Previously I have shared a bit about the importance of having consistent access to calm when it comes to our physical well being.
If you missed it, you can read it in full HERE.
While arguably this is not much different from our other forms of being well, the basic premise was twofold…
The first was that you could have no access to a capable and comfortable body if you do not also have a calm mind within it.
The second was that you have no way to calm your mind without first calming your body.
By and large, this is done through grounding our bodies… and taking a deep breath.
It sounds simple, and while ultimately it truly is… the process of learning how to do this with any success is often a challenging one.
And beyond remembering to actually stop and notice ones breath, one of the biggest challenges is that taking a deep breath is often a really hard thing for many folks to actually do. With that, the actual deep breath that one person may need to take often is a bit different than what may serve the other.
Let me explain…
You see, as human beings we are built to compensate.
This is something I have also written about before, and you can read that HERE, or watch an in depth video on the topic below.
Essentially, while there may be some ways in which we are built to thrive, we are nonetheless equipped to soldier on in whatever way may be necessary to make it through whatever challenge we are facing in the immediate moment.
It seems we are hardwired to survive at whatever the cost.
And while all of us tend to be unique unto ourselves, there tend to be some very predictable ways that all of us will attempt to survive when the going gets tough.
At times, these predictable ways are referred to as Common Compensatory Patterns.
They are not conscious, and they are in no way a problem… however they are also no way to live ones life day in and day out.
Now, one of most common of these patterns is found in the way in which we breathe.
You see, often times folks who have chronic or reoccurring musculoskeletal issues, also have a chronic or reoccurring tendency to hold their breath.

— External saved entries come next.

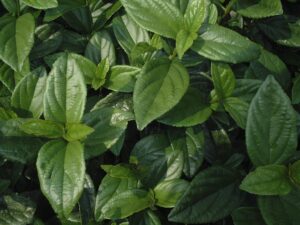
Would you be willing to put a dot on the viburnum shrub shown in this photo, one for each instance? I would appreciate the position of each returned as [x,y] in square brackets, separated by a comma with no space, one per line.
[149,112]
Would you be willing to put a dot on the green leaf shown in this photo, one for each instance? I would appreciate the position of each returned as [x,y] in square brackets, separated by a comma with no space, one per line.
[122,78]
[296,91]
[29,93]
[222,44]
[18,210]
[259,9]
[283,30]
[77,131]
[247,216]
[294,172]
[268,180]
[100,75]
[216,189]
[168,192]
[65,95]
[16,39]
[191,110]
[40,4]
[223,79]
[127,203]
[110,187]
[160,86]
[238,110]
[184,40]
[158,16]
[99,47]
[42,128]
[269,64]
[271,135]
[195,14]
[147,217]
[278,210]
[128,33]
[158,157]
[61,171]
[20,149]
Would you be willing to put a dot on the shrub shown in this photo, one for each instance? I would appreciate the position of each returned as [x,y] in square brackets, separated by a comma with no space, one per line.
[180,111]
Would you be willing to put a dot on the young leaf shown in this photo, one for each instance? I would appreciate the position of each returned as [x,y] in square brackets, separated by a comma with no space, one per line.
[259,9]
[268,180]
[223,79]
[160,86]
[43,128]
[168,192]
[127,203]
[271,134]
[39,4]
[215,188]
[158,16]
[222,44]
[29,93]
[77,131]
[278,210]
[65,95]
[61,171]
[16,39]
[247,216]
[238,110]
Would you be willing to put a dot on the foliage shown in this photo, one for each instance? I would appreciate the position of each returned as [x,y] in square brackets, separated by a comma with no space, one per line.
[149,112]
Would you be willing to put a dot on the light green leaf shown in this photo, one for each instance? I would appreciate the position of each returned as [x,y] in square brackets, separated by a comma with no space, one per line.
[259,9]
[222,44]
[42,128]
[158,16]
[29,93]
[122,78]
[247,216]
[168,192]
[268,180]
[16,39]
[110,187]
[61,171]
[77,131]
[271,135]
[128,33]
[223,79]
[127,203]
[100,75]
[18,210]
[65,95]
[160,86]
[40,4]
[195,14]
[215,188]
[191,110]
[184,40]
[279,210]
[238,110]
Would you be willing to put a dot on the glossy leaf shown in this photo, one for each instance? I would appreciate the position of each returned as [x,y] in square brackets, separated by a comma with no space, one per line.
[222,44]
[271,135]
[149,13]
[160,86]
[61,170]
[268,180]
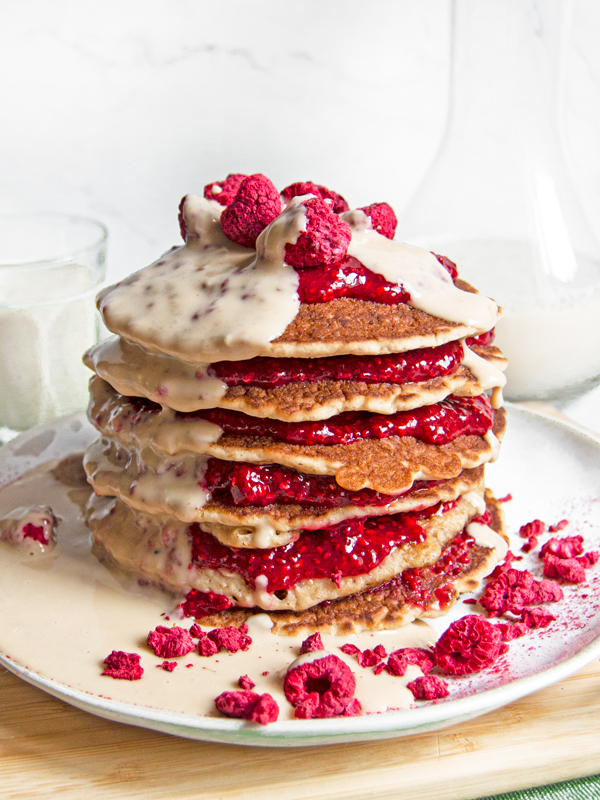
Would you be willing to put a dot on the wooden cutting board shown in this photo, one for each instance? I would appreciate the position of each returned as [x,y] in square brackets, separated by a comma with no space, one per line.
[49,749]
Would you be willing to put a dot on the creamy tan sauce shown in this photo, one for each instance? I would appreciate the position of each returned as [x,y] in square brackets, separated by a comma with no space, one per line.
[67,613]
[210,299]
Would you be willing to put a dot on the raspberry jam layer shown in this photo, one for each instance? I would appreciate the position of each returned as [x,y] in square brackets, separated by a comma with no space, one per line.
[353,547]
[241,484]
[412,367]
[351,279]
[437,424]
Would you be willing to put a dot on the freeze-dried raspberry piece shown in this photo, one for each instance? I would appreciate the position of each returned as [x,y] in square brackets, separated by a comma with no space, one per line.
[224,191]
[568,568]
[313,642]
[204,604]
[535,528]
[255,206]
[123,666]
[230,639]
[170,642]
[334,200]
[559,526]
[368,658]
[510,632]
[321,688]
[206,647]
[423,659]
[567,547]
[510,591]
[536,618]
[548,592]
[382,217]
[245,682]
[530,544]
[428,687]
[324,241]
[248,705]
[588,559]
[506,565]
[469,645]
[447,264]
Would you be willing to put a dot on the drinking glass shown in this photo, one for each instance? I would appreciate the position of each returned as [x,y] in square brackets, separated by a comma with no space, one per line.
[50,269]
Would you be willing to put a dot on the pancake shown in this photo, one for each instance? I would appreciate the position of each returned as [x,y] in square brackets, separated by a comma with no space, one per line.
[133,371]
[159,550]
[388,605]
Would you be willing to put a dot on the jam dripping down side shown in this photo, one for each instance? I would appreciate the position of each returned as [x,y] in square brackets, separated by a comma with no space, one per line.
[437,424]
[352,547]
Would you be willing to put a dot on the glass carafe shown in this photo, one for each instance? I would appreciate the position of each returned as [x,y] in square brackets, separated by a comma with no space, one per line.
[498,198]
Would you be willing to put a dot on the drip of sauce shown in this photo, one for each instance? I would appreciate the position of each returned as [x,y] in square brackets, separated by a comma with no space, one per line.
[487,374]
[210,299]
[429,284]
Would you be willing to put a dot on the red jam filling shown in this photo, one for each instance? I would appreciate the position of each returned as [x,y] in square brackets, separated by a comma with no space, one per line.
[351,279]
[411,367]
[241,484]
[437,424]
[353,547]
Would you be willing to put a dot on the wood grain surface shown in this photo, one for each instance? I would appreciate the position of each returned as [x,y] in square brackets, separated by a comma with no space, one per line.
[50,749]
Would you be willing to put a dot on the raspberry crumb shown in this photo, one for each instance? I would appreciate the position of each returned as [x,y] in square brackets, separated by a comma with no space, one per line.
[245,682]
[256,205]
[559,526]
[382,217]
[333,199]
[428,688]
[230,639]
[123,666]
[224,191]
[321,688]
[469,645]
[536,618]
[567,568]
[313,642]
[248,705]
[170,642]
[324,241]
[535,528]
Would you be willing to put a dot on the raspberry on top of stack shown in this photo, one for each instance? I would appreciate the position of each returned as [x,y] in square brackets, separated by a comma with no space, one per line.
[294,416]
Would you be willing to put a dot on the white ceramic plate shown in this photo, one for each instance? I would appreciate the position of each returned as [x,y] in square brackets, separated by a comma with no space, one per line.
[552,471]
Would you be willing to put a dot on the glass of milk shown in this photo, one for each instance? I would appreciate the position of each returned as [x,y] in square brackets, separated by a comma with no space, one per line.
[50,269]
[500,201]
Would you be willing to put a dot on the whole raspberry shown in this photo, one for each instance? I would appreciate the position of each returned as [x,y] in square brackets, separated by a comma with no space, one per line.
[224,191]
[170,642]
[325,240]
[123,666]
[382,217]
[469,645]
[336,201]
[321,688]
[567,547]
[428,688]
[248,705]
[312,643]
[255,206]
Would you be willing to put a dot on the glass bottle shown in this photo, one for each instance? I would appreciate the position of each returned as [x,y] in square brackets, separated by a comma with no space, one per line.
[499,201]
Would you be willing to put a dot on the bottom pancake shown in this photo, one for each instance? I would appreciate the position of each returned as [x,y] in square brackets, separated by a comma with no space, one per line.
[428,591]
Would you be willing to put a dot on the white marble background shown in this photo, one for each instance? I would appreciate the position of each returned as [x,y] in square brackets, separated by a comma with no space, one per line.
[116,109]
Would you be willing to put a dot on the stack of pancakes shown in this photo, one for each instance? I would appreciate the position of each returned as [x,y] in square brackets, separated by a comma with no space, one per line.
[298,479]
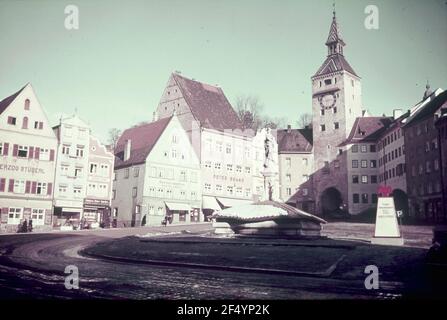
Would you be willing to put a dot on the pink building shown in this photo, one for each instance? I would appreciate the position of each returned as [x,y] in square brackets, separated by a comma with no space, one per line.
[99,185]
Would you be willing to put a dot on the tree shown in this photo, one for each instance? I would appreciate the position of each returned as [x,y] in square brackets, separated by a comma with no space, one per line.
[248,109]
[114,135]
[305,120]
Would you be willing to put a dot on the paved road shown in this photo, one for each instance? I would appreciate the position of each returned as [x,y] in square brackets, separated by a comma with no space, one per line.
[32,265]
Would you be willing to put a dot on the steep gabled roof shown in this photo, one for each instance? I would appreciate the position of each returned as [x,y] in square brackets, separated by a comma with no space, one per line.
[294,140]
[143,138]
[334,63]
[208,104]
[367,129]
[4,104]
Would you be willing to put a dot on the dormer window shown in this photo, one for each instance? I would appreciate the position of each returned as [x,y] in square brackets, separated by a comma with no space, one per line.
[12,120]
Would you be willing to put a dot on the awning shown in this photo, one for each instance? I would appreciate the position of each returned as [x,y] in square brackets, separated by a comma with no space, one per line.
[178,206]
[210,203]
[228,202]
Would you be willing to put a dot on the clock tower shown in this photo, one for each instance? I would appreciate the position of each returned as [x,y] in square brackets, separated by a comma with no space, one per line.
[336,103]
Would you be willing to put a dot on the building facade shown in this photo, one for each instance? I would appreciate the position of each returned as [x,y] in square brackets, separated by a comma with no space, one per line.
[363,159]
[441,125]
[98,198]
[229,163]
[296,163]
[71,171]
[27,162]
[336,103]
[157,175]
[423,160]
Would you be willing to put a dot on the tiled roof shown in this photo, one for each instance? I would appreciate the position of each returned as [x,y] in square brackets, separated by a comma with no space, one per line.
[334,63]
[430,107]
[367,129]
[208,104]
[7,101]
[294,140]
[143,138]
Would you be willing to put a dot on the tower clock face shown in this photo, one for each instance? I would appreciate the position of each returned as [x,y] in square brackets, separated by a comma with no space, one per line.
[327,101]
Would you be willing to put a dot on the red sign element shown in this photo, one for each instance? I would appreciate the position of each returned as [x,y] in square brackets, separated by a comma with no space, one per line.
[384,191]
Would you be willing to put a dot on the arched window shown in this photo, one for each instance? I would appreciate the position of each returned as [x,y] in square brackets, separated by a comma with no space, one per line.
[25,123]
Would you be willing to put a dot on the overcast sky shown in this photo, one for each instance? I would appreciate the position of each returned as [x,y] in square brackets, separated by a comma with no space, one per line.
[113,69]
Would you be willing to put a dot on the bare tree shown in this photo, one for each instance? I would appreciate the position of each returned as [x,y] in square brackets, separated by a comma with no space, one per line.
[114,135]
[249,110]
[304,120]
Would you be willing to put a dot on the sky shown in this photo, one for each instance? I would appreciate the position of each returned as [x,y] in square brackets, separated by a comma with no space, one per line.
[113,69]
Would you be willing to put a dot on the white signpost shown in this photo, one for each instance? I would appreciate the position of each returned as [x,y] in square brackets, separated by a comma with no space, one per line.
[387,230]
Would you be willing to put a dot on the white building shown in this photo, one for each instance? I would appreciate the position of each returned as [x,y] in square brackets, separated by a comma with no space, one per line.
[97,202]
[27,161]
[71,170]
[157,174]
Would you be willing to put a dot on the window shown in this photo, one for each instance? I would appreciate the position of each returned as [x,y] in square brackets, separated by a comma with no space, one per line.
[22,152]
[14,215]
[364,198]
[12,121]
[38,215]
[93,167]
[25,123]
[78,172]
[44,154]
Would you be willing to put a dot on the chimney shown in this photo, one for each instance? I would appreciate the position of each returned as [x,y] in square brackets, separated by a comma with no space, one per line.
[127,149]
[397,113]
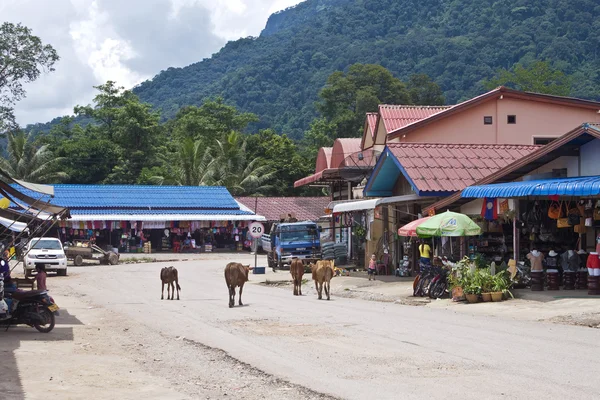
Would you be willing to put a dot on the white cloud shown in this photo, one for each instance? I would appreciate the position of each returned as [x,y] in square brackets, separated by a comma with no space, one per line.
[126,41]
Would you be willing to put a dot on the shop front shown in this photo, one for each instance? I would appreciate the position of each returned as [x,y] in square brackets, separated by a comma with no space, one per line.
[132,218]
[139,235]
[542,212]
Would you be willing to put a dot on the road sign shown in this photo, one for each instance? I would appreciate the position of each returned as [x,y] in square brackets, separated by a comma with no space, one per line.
[256,230]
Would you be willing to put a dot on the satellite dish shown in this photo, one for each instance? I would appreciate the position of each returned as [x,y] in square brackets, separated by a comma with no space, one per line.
[359,165]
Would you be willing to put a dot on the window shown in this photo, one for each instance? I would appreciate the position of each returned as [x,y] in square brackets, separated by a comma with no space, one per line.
[542,140]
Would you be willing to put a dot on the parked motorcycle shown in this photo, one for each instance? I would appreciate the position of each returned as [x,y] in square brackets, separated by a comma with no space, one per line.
[33,308]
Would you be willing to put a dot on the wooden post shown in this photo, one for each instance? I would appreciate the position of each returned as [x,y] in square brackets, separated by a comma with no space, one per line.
[516,233]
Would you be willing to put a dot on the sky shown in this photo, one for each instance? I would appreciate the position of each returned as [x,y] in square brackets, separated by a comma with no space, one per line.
[127,41]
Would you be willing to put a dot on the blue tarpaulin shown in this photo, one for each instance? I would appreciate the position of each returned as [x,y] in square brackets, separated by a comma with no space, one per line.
[583,186]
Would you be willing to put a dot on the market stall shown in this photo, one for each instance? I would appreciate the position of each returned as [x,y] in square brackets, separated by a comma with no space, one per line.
[553,229]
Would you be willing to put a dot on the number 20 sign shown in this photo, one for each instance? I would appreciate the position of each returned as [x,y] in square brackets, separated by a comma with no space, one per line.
[256,230]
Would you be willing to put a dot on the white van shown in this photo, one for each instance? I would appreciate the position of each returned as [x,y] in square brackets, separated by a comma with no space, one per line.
[47,251]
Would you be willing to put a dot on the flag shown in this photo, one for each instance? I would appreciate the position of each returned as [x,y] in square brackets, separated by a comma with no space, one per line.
[489,210]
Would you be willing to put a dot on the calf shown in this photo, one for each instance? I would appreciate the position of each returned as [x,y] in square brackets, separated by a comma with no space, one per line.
[236,275]
[168,275]
[297,271]
[322,272]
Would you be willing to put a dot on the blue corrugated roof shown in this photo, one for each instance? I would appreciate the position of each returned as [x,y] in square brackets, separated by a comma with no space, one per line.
[140,197]
[580,186]
[111,211]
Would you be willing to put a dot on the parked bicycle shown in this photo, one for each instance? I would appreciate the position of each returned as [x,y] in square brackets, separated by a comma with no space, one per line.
[439,284]
[422,282]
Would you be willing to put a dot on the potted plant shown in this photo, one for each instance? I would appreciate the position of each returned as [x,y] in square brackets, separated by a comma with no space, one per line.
[457,279]
[472,291]
[486,282]
[500,287]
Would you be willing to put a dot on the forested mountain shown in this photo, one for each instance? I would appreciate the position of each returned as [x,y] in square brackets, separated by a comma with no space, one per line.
[459,43]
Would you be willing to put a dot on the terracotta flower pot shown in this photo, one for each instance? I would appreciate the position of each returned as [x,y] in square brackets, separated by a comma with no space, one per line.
[472,298]
[458,294]
[497,296]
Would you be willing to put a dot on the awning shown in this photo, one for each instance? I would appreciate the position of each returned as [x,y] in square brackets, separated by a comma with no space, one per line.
[167,217]
[586,186]
[358,205]
[355,206]
[12,225]
[410,229]
[36,187]
[30,203]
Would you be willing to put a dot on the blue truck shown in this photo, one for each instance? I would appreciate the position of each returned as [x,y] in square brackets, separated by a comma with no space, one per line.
[292,240]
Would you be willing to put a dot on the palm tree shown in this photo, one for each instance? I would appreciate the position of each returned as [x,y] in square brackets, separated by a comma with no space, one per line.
[30,163]
[224,165]
[193,166]
[232,169]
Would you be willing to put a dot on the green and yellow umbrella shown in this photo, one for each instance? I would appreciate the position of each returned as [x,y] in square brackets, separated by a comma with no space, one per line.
[448,224]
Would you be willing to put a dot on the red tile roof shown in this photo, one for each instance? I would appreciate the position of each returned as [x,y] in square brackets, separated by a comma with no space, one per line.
[526,164]
[343,148]
[396,117]
[453,167]
[492,94]
[272,208]
[323,159]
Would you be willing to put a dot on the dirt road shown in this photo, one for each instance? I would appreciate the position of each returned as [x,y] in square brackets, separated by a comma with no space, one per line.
[289,347]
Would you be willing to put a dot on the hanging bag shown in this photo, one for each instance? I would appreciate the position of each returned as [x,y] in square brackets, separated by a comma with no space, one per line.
[554,210]
[574,216]
[562,222]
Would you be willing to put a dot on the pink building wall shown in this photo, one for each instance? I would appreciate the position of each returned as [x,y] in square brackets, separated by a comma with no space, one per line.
[533,118]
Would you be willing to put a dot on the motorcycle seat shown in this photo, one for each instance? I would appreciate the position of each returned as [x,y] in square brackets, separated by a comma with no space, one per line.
[27,294]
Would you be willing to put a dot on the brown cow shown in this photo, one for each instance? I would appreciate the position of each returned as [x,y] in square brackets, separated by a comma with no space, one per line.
[236,274]
[168,275]
[297,271]
[322,272]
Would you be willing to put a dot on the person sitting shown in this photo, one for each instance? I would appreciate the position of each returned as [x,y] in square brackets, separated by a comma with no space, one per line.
[187,244]
[40,277]
[176,245]
[425,253]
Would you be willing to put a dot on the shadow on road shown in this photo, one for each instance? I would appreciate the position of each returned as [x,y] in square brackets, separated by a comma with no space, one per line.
[11,386]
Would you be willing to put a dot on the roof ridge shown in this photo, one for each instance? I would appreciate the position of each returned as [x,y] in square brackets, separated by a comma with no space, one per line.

Literally, they tend to hold their breath for most of their day. In fact, if you find yourself a member of this club you may be holding your breath as you are reading this right now…
Now, around these prolonged periods of holding, the breaths that they do get in tend to be shallow at best.
And, it tends to get worse with any mental, emotional, cognitive or physical stress, strain or challenge.
This is not weird in the least, as if we were to stress or strain any human being up their tipping point, we would consistently see rigidity come out.
And, at the root of that rigidity would absolutely be breath holding.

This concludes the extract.